The device is a digital monitor intended for use in measuring blood pressure and pulse rate in adult patient population with wrist circumference ranging from 5 3/8 inches (13.5cm to 19.5cm). The device detects the appearance of irregular hearbeats during measurement and gives a warning signal with reading.

The Wrist Blood Pressure Monitor,Models: 222,222BT,W1681BL, W1681BT, W1681R are powered by a rechargable Li-ion battery, automatic, non-invasive blood pressure system intended for home use. The devices are intended for use in adult patient population with wrist circumference ranging from 5 3/8 inches to 7 2/3 inches (13.5 cm). The devices' wrist cuff inflates using an integral pump and deflates via an electric valve. During deflation, the wrist cuff pressure is monitored and pulse waveform data is extracted. The extracted pulse waveform data is then analyzed by software which determines pulse rate, as well as systolic and diastolic blood pressure. The systolic and diastolic blood pressures are measured using the oscillometric method. The cuff can measure pressure range from 0 to 295 mmHg, and the pulse rate range from 40 to 199 beats/min.

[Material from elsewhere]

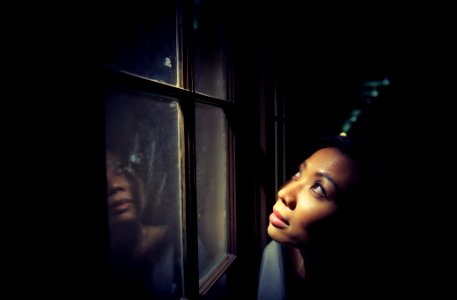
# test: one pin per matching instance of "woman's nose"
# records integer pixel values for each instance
(288, 195)
(115, 184)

When the device detected irregular rhythms, " W " will display on screen. An irregular heartbeat rhythm is defined as a rhythm that is 25% less or 25% more than the average rhythm detected while your monitor is measuring blood pressure. The WHO blood pressure indicator bar can classify by WHO and ISH recommendation. The devices display the latest blood pressure reading, while up to 2 x 99 readings can be stored in memory.

Here's an analysis of the acceptance criteria and study proving the device meets them, based on the provided text:

Device Name(s): Wrist Blood Pressure Monitor (Models: 222, 222BT, W1681BL, W1681BT, W1681R)

1. Table of Acceptance Criteria and Reported Device Performance

2. Sample Size Used for the Test Set and Data Provenance

• Sample Size: 86 subjects.
• Data Provenance: Clinical investigation conducted by Shenzhen Cihai Hospital (China), prospective study.

3. Number of Experts Used to Establish the Ground Truth for the Test Set and Qualifications of Those Experts

The document does not explicitly state the number of experts or their specific qualifications (e.g., years of experience for physicians/nurses performing the reference measurements). It states that the "auscultatory method (mercury sphygmomanometer)" was used as the reference standard, implying trained human operators.

4. Adjudication Method for the Test Set

The document states that the mean value and standard deviation of differences between the device and the mercury sphygmomanometer were calculated according to ISO 81060-2:2018. This suggests a direct comparison rather than a multi-reader adjudication process in the traditional sense for medical imaging or diagnostic algorithms. For blood pressure measurement, the reference standard (auscultatory method) intrinsically relies on trained observers.

5. If a Multi-Reader Multi-Case (MRMC) Comparative Effectiveness Study Was Done, If So, What Was the Effect Size of How Much Human Readers Improve With AI vs. Without AI Assistance

No MRMC comparative effectiveness study was done. This type of study is not applicable to a standalone wrist blood pressure monitor, which directly measures physiological parameters rather than assisting human readers in interpreting complex data.

6. If a Standalone (i.e., algorithm only without human-in-the-loop performance) Was Done

Yes, a standalone performance study was done for the device's accuracy in measuring blood pressure and pulse rate. The device operates independently to provide these measurements.

7. The Type of Ground Truth Used

The ground truth for the clinical accuracy study was established using the auscultatory method with a mercury sphygmomanometer, as described in ISO 81060-2:2018. This is considered a gold standard for non-invasive blood pressure measurement.

8. The Sample Size for the Training Set

The document does not specify a separate training set or its sample size. The clinical study described appears to be for validation/testing, not for training a model. Blood pressure monitors typically implement algorithms based on established physiological principles (oscillometry) and are calibrated, rather than "trained" in the machine learning sense with a distinct training dataset.

9. How the Ground Truth for the Training Set Was Established

As no specific "training set" for an AI algorithm is mentioned in the context of the device's accuracy claims, this question is not directly applicable. The device's underlying measurement principle (oscillometric method) and its calibration would rely on established scientific and engineering practices, not on ground truth established from a training dataset in the AI sense.